@rkenmi - Local Secondary Index vs. Global Secondary Index

# Secondary Index

A secondary index is used in databases to help speed up queries when we want to grab data from popular columns or if we want to do some type of key range lookup efficiently.

Secondary indices are used in relational databases (e.g. MySQL) as well as NoSQL databases (e.g. DynamoDB). For relational databases, the secondary index is used for columns. For NoSQL databases, indices can be created based on different database constructs - for example, DynamoDB can have secondary indices on item attributes.

In the following example, we take a look at a document DB (e.g. MongoDB) that maintains secondary indices on a particular document field.

In the example diagram above, a secondary index is created on the eyes field for each Document. Thus, if we want to do a look up such as SELECT * FROM table WHERE eyes == "Brown", we can quickly refer to the secondary index on eyes and grab the documents for which the eyes attribute is Brown.

# Local Secondary Index (LSI)

A local secondary index takes the idea above in a distributed database setting where we may have 1 or more partitions that are sharded. In this case, a secondary index is partitioned by some document ID. Each partition would now have its own secondary index that is mapped to a document ID that exists in the same partition's primary index.

The Document IDs that each secondary index points to are localized in its own partition

The upside of this approach is that whenever you need to update a specific document by its document ID, you only need to update one of these partitions. The biggest downside here is the need for scatter-gather, which means that when you need to do reads based on the eyes field, you need to query all partitions and merge all of the results back to the requester; this can be an expensive and time-consuming operation.

Another database with LSI support is DynamoDB, a key-value database. Conceptually, DynamoDB's partition key / sort key combination for LSIs make sense. The partition key of the LSI must be the same as the partition key of its base table - if the base table is sharded by eyes, then so should the LSI index. The sort key here would just be eyes or any other attribute. Typically with DynamoDB, local secondary indices are not preferred for high reads due to:

1. The constraint of choosing the same partition key for the index as the base table
2. Scatter-gather requirement, which can result in slow reads but fast writes.

To alleviate both of these concerns, a global secondary index (GSI) can be used instead.

# Global Secondary Index (GSI)

A global secondary index is also used for distributed databases, but unlike the local secondary index, the global secondary index can be partitioned by some term (taken from search engines such as Elasticsearch). A term here would be a field in a Document database, or a column in RDBMS. The main difference here is that LSI is sharded by the same primary index key, but GSI can be sharded by other values.

As the arrows indicate in the GSI for hair: Black, the row 100 is in Partition 1, even though the GSI for the term hair resides in Partition 2. For this reason, it is global and not localized to its own partition.

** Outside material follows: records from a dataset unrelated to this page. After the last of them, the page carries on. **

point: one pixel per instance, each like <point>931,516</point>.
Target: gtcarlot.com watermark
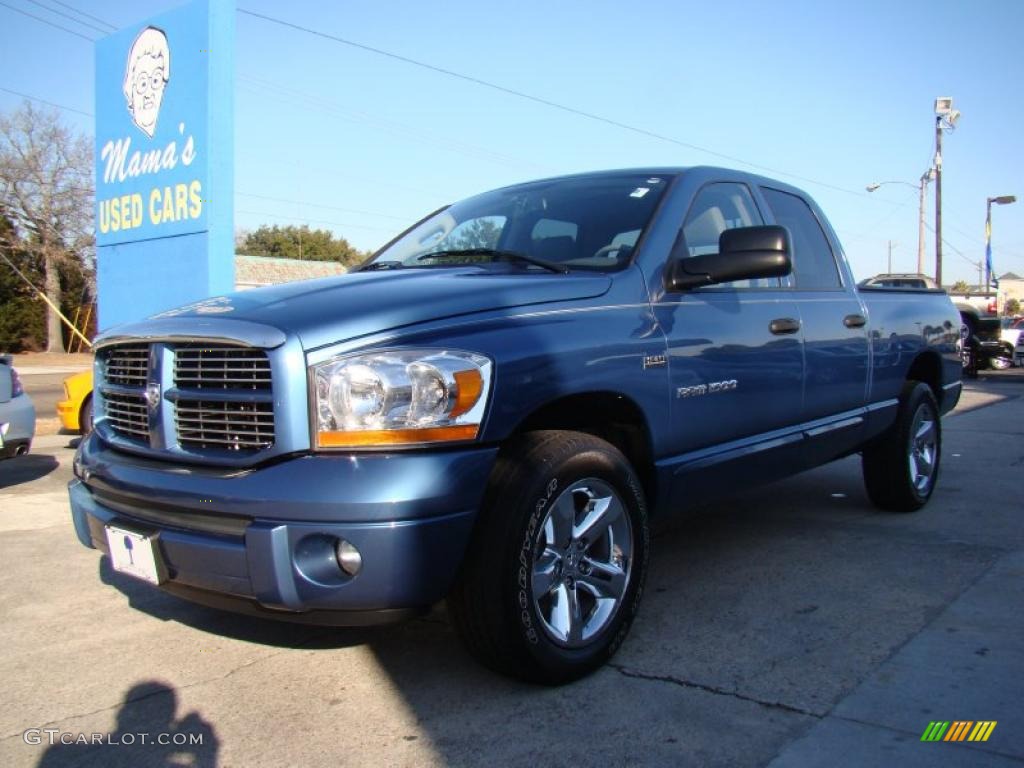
<point>52,736</point>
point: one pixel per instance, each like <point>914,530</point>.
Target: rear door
<point>835,328</point>
<point>735,357</point>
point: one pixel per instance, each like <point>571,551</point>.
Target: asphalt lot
<point>791,626</point>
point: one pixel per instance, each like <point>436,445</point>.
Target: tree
<point>23,314</point>
<point>299,243</point>
<point>46,195</point>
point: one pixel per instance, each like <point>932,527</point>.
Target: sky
<point>826,96</point>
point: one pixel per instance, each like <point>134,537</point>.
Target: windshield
<point>591,222</point>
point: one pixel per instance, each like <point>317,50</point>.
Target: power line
<point>49,23</point>
<point>44,101</point>
<point>545,101</point>
<point>285,93</point>
<point>87,15</point>
<point>308,220</point>
<point>69,16</point>
<point>317,205</point>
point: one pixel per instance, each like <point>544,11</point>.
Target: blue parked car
<point>493,407</point>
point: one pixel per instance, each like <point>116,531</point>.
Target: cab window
<point>719,207</point>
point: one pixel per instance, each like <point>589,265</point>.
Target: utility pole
<point>926,177</point>
<point>945,117</point>
<point>938,200</point>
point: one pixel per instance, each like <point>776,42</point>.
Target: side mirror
<point>745,253</point>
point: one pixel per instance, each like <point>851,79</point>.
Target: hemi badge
<point>654,360</point>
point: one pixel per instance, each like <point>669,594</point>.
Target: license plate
<point>134,554</point>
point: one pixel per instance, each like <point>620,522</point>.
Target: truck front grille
<point>219,368</point>
<point>127,366</point>
<point>128,415</point>
<point>231,426</point>
<point>220,397</point>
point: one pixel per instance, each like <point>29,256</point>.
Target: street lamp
<point>922,186</point>
<point>1003,200</point>
<point>945,117</point>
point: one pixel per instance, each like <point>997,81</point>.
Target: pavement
<point>787,626</point>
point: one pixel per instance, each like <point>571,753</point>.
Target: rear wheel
<point>902,467</point>
<point>555,571</point>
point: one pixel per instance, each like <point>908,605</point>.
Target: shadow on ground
<point>24,469</point>
<point>148,732</point>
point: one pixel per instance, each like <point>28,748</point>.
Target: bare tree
<point>46,193</point>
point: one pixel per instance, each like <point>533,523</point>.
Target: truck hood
<point>333,309</point>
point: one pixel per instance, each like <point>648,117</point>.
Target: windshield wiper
<point>373,265</point>
<point>497,255</point>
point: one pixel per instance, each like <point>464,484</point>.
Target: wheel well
<point>928,370</point>
<point>611,417</point>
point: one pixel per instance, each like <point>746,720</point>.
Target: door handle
<point>783,326</point>
<point>855,321</point>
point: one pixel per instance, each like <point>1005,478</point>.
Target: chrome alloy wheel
<point>582,562</point>
<point>923,449</point>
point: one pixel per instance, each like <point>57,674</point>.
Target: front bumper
<point>260,541</point>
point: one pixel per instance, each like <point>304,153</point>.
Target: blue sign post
<point>165,170</point>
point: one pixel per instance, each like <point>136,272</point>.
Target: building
<point>1011,287</point>
<point>254,271</point>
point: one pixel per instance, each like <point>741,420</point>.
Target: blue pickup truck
<point>491,409</point>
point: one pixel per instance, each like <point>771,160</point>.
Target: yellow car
<point>76,409</point>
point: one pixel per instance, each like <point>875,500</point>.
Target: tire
<point>1000,363</point>
<point>85,418</point>
<point>902,467</point>
<point>555,570</point>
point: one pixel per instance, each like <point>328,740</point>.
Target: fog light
<point>348,557</point>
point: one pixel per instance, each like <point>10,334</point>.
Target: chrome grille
<point>127,366</point>
<point>226,426</point>
<point>221,368</point>
<point>127,414</point>
<point>220,397</point>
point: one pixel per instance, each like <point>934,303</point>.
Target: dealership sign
<point>164,161</point>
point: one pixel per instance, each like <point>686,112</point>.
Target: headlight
<point>398,397</point>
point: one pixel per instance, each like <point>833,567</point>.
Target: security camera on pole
<point>945,117</point>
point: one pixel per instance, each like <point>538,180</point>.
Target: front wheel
<point>555,571</point>
<point>902,467</point>
<point>1001,361</point>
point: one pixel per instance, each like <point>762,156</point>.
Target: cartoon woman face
<point>145,78</point>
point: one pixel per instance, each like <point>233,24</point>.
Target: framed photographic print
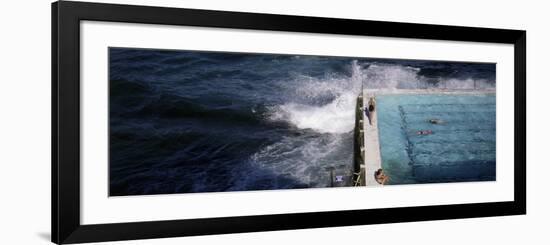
<point>176,122</point>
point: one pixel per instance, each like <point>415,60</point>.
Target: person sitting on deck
<point>424,132</point>
<point>371,104</point>
<point>436,121</point>
<point>367,113</point>
<point>370,109</point>
<point>381,177</point>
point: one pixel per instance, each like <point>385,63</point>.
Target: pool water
<point>458,145</point>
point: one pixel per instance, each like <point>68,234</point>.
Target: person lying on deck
<point>381,177</point>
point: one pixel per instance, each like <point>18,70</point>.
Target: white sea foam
<point>334,117</point>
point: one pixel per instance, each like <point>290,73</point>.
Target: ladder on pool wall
<point>367,157</point>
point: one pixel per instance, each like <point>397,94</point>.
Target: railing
<point>359,144</point>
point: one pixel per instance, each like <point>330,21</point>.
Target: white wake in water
<point>335,117</point>
<point>327,106</point>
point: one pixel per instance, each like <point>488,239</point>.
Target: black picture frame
<point>66,17</point>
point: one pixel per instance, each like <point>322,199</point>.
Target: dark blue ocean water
<point>188,121</point>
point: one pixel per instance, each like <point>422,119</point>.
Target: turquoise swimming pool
<point>429,138</point>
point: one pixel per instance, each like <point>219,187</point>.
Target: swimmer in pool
<point>424,132</point>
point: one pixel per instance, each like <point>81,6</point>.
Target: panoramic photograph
<point>183,121</point>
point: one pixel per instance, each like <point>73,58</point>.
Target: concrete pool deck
<point>371,156</point>
<point>373,160</point>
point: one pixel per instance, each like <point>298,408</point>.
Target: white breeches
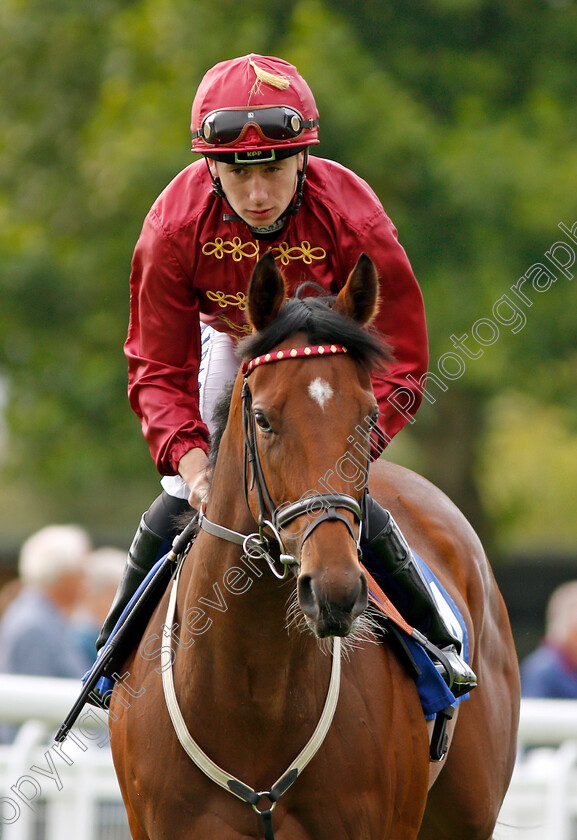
<point>218,366</point>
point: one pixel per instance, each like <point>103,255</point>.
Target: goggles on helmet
<point>275,124</point>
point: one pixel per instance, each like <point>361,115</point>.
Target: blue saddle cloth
<point>432,689</point>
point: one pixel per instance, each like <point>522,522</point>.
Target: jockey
<point>254,120</point>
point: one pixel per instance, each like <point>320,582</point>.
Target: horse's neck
<point>241,607</point>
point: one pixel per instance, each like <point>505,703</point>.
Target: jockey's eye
<point>262,420</point>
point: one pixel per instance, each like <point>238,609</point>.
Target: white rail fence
<point>50,791</point>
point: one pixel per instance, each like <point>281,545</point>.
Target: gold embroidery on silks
<point>239,250</point>
<point>304,252</point>
<point>234,247</point>
<point>223,300</point>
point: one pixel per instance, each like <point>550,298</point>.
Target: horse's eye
<point>262,421</point>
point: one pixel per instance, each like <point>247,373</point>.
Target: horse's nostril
<point>307,598</point>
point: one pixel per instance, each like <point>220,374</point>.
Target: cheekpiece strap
<point>293,353</point>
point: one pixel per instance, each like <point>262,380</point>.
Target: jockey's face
<point>259,193</point>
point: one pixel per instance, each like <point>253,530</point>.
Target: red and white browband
<point>293,353</point>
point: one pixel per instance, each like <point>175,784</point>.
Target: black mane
<point>314,317</point>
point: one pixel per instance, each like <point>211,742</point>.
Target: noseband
<point>270,516</point>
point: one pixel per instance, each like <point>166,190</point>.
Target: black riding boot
<point>158,526</point>
<point>407,588</point>
<point>141,558</point>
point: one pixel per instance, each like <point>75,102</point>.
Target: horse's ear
<point>359,298</point>
<point>266,292</point>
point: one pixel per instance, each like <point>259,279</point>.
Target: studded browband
<point>293,353</point>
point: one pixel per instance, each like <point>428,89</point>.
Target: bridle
<point>272,518</point>
<point>320,507</point>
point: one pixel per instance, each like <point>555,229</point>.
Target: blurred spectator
<point>551,670</point>
<point>102,576</point>
<point>36,635</point>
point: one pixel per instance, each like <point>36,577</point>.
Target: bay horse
<point>228,695</point>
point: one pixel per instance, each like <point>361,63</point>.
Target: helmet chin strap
<point>291,210</point>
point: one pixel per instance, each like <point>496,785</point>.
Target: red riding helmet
<point>248,106</point>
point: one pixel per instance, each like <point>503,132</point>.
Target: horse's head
<point>308,412</point>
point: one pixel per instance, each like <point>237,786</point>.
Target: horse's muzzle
<point>331,610</point>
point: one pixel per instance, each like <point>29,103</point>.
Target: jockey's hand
<point>193,468</point>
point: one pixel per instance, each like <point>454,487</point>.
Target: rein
<point>254,546</point>
<point>320,507</point>
<point>212,770</point>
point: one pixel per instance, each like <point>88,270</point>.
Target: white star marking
<point>320,391</point>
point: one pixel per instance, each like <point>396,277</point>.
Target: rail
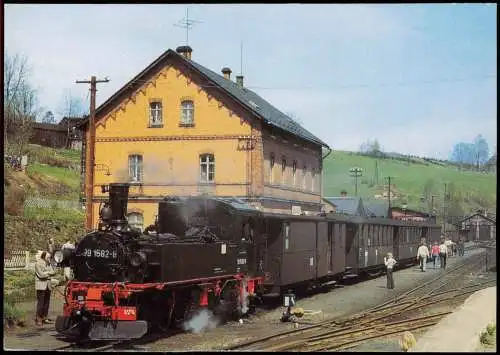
<point>367,325</point>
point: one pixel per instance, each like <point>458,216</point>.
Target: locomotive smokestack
<point>118,199</point>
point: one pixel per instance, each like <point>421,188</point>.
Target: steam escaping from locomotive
<point>202,320</point>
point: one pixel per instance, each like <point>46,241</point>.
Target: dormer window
<point>187,113</point>
<point>155,114</point>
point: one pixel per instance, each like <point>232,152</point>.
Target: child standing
<point>389,262</point>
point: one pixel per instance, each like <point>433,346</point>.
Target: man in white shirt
<point>389,262</point>
<point>68,274</point>
<point>422,255</point>
<point>443,254</point>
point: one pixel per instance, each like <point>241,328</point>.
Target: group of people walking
<point>438,251</point>
<point>44,281</point>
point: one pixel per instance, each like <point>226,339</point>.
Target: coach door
<point>395,242</point>
<point>329,249</point>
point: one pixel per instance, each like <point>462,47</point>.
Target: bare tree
<point>72,106</point>
<point>20,103</point>
<point>48,117</point>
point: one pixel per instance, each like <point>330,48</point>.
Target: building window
<point>207,168</point>
<point>313,178</point>
<point>136,220</point>
<point>283,170</point>
<point>135,168</point>
<point>187,113</point>
<point>271,168</point>
<point>294,172</point>
<point>155,114</point>
<point>304,177</point>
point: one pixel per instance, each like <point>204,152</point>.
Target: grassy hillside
<point>408,180</point>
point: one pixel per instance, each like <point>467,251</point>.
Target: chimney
<point>227,73</point>
<point>185,51</point>
<point>239,80</point>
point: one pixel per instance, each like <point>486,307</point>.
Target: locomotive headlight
<point>58,256</point>
<point>137,259</point>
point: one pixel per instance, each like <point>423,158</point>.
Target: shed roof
<point>377,208</point>
<point>352,206</point>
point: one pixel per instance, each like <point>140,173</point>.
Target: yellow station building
<point>178,128</point>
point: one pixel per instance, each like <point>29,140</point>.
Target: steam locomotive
<point>127,282</point>
<point>215,253</point>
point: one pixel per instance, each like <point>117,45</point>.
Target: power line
<point>360,86</point>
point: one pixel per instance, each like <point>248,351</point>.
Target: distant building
<point>351,206</point>
<point>405,214</point>
<point>478,226</point>
<point>61,135</point>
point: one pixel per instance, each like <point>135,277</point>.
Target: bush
<point>14,201</point>
<point>488,337</point>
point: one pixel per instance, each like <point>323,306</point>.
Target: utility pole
<point>90,147</point>
<point>356,172</point>
<point>444,209</point>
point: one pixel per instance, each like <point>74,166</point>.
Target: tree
<point>20,104</point>
<point>371,148</point>
<point>48,117</point>
<point>463,153</point>
<point>481,151</point>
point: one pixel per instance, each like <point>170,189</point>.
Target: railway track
<point>388,318</point>
<point>341,333</point>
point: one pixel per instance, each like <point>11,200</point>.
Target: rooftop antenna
<point>241,58</point>
<point>186,23</point>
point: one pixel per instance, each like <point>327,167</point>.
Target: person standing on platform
<point>443,254</point>
<point>389,262</point>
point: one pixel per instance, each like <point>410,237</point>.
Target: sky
<point>417,77</point>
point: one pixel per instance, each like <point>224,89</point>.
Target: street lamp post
<point>356,172</point>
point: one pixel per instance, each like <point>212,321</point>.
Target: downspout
<point>322,166</point>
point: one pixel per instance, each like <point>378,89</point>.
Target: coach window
<point>135,220</point>
<point>286,231</point>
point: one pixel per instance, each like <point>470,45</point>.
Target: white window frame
<point>155,113</point>
<point>207,163</point>
<point>135,168</point>
<point>187,112</point>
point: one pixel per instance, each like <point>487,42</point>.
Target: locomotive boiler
<point>127,282</point>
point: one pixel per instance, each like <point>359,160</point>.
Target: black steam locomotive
<point>216,253</point>
<point>127,282</point>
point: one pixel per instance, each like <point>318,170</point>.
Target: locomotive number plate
<point>100,253</point>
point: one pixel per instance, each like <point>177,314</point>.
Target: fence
<point>17,260</point>
<point>40,202</point>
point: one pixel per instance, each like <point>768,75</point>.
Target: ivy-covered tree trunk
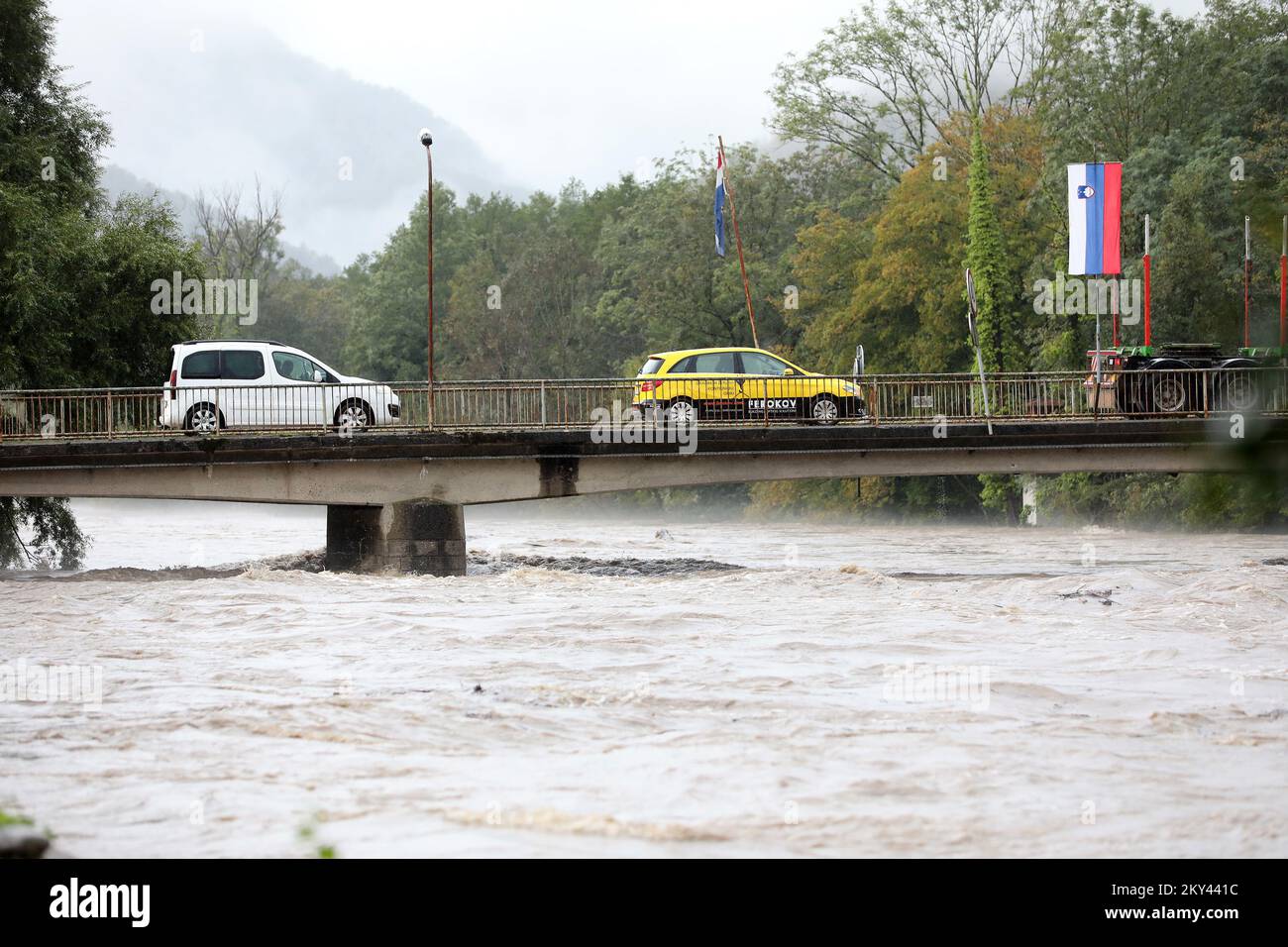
<point>999,321</point>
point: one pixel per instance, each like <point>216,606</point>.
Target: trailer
<point>1180,379</point>
<point>1192,377</point>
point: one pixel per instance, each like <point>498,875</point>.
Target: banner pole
<point>733,211</point>
<point>1247,268</point>
<point>1283,295</point>
<point>1146,281</point>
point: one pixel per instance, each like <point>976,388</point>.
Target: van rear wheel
<point>355,415</point>
<point>204,419</point>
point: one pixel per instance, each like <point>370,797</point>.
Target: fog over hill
<point>200,110</point>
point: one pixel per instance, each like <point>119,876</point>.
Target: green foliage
<point>1000,335</point>
<point>75,274</point>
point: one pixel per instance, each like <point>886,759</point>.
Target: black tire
<point>681,411</point>
<point>204,418</point>
<point>355,414</point>
<point>824,410</point>
<point>1236,390</point>
<point>1170,393</point>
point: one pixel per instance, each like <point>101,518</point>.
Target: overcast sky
<point>553,90</point>
<point>542,90</point>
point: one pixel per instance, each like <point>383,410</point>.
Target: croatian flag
<point>1095,211</point>
<point>720,204</point>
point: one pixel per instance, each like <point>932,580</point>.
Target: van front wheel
<point>204,419</point>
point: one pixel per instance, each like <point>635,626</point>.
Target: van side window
<point>201,365</point>
<point>243,365</point>
<point>295,368</point>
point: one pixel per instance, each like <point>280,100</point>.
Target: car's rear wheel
<point>1168,394</point>
<point>204,419</point>
<point>1236,390</point>
<point>355,415</point>
<point>682,411</point>
<point>824,410</point>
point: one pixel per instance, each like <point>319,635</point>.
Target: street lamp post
<point>426,140</point>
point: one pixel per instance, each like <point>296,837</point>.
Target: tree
<point>75,274</point>
<point>883,84</point>
<point>240,245</point>
<point>995,287</point>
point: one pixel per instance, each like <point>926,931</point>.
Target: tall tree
<point>75,274</point>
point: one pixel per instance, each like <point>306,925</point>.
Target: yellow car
<point>741,382</point>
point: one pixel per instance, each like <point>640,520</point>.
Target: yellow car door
<point>708,382</point>
<point>773,388</point>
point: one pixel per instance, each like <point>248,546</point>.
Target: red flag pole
<point>1247,268</point>
<point>1113,304</point>
<point>733,211</point>
<point>1283,295</point>
<point>1146,279</point>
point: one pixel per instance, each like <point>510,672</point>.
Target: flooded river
<point>849,689</point>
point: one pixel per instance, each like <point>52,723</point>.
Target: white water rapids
<point>855,689</point>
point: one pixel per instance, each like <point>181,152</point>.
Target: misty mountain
<point>205,108</point>
<point>116,182</point>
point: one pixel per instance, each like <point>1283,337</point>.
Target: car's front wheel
<point>204,419</point>
<point>682,411</point>
<point>824,411</point>
<point>355,415</point>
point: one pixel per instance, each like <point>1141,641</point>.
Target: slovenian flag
<point>720,204</point>
<point>1095,213</point>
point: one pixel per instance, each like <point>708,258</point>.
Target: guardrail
<point>210,408</point>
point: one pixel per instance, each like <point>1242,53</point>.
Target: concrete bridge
<point>394,500</point>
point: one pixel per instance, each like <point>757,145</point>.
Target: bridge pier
<point>424,538</point>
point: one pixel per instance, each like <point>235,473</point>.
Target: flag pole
<point>737,237</point>
<point>1247,266</point>
<point>1283,295</point>
<point>426,140</point>
<point>1146,279</point>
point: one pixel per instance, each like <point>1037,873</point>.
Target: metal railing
<point>497,405</point>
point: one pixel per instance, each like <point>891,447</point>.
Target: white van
<point>241,382</point>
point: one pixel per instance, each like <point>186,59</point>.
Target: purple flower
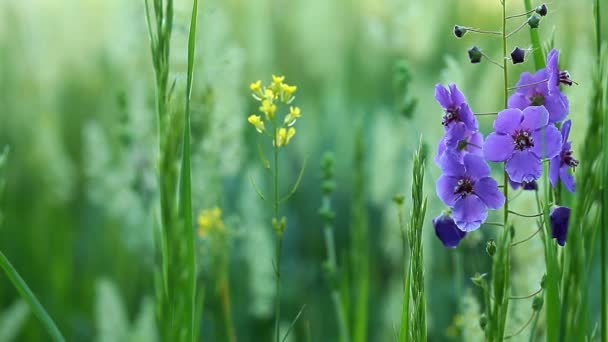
<point>447,231</point>
<point>522,139</point>
<point>469,190</point>
<point>457,111</point>
<point>556,76</point>
<point>534,90</point>
<point>459,143</point>
<point>560,219</point>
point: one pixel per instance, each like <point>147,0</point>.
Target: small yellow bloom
<point>269,109</point>
<point>256,86</point>
<point>278,80</point>
<point>257,122</point>
<point>294,114</point>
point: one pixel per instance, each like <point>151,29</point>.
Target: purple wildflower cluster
<point>526,134</point>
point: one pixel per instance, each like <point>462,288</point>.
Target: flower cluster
<point>526,134</point>
<point>269,96</point>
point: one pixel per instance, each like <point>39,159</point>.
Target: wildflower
<point>447,231</point>
<point>461,142</point>
<point>268,108</point>
<point>534,90</point>
<point>257,122</point>
<point>209,221</point>
<point>563,162</point>
<point>284,136</point>
<point>457,110</point>
<point>294,114</point>
<point>522,139</point>
<point>560,219</point>
<point>556,76</point>
<point>469,189</point>
<point>518,55</point>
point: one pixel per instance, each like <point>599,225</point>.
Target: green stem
<point>31,299</point>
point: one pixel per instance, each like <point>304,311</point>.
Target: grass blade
<point>31,299</point>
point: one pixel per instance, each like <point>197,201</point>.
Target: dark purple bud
<point>518,55</point>
<point>475,55</point>
<point>447,231</point>
<point>542,10</point>
<point>560,218</point>
<point>459,31</point>
<point>534,21</point>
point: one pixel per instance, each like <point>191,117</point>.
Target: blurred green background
<point>80,203</point>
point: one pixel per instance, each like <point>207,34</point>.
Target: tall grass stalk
<point>177,296</point>
<point>359,243</point>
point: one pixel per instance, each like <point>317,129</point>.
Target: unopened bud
<point>534,21</point>
<point>475,55</point>
<point>542,10</point>
<point>459,31</point>
<point>518,55</point>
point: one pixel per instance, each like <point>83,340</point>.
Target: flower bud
<point>518,55</point>
<point>459,31</point>
<point>534,21</point>
<point>491,247</point>
<point>475,55</point>
<point>537,303</point>
<point>541,10</point>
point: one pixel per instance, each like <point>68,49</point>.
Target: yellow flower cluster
<point>276,93</point>
<point>210,221</point>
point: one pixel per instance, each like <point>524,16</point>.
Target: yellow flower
<point>294,114</point>
<point>284,136</point>
<point>269,109</point>
<point>256,86</point>
<point>210,221</point>
<point>257,122</point>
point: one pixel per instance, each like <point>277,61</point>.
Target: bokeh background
<point>79,206</point>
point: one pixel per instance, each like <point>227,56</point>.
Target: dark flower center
<point>464,186</point>
<point>568,159</point>
<point>523,140</point>
<point>564,78</point>
<point>451,115</point>
<point>537,99</point>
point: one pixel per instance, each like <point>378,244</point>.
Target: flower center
<point>568,159</point>
<point>464,186</point>
<point>537,99</point>
<point>564,78</point>
<point>451,115</point>
<point>523,140</point>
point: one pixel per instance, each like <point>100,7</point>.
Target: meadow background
<point>79,204</point>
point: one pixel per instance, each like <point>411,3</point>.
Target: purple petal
<point>442,95</point>
<point>560,219</point>
<point>447,231</point>
<point>567,178</point>
<point>508,120</point>
<point>468,117</point>
<point>469,213</point>
<point>451,167</point>
<point>487,190</point>
<point>476,167</point>
<point>440,151</point>
<point>535,118</point>
<point>558,107</point>
<point>554,170</point>
<point>524,166</point>
<point>498,147</point>
<point>547,142</point>
<point>445,189</point>
<point>566,131</point>
<point>457,96</point>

The image above shows each partition with a GSI layer. The GSI layer contains document IDs that are from other partitions. Notice how the partition nodes have additional responsibilities - it maintains two different indices sharded by different values - the primary key index based on Document ID, and the GSI based on the term or field.

The advantage of this approach is that only one secondary index partition needs to be read to locate the documents, hence the term global. This makes reads faster overall, but writes on the other hand become more complicated. If a document is updated, now the reference to the document in each of the partitions' GSI has to be updated too.

For example, in the diagram above, if Arya changes her hair to Brown and eyes to Blue, then we would need to update the GSI for partitions 2 and 1 respectively.

In the DynamoDB world, GSIs are useful to have in a system where we need fast reads. Since we are not constrained by the same shard ID as the base table (the conceptual equivalent of primary key index in the diagrams above), we have the flexibility to index just about any DynamoDB Item attribute. However, like all indexes, an attribute should be chosen wisely to reduce 1. database operation costs and 2. the cardinality of the attribute.

# Afterword

A local secondary index (LSI) has the benefit of faster writes since the secondary index is localized to its partition - if we need to update a document, we don't need to touch other partitions to do so. Reads however are slower, since reads based on a column (or field) may need to look at every other partition as well. A LSI also needs to be sharded based on the primary key index or base table shard ID, which adds further limitations if we want to index on completely different columns or attributes.

A global secondary index (GSI) on the other hand, has the benefit of faster reads since only one partition needs to be looked up for the document references. The benefit can especially be seen if the document references only a handful of nodes/partitions and the max number of partitions is very high. However, writes will be slower because every partition needs to be examined to locate if a particular document needs to be updated. A GSI has more flexibility with what column/attribute to index on.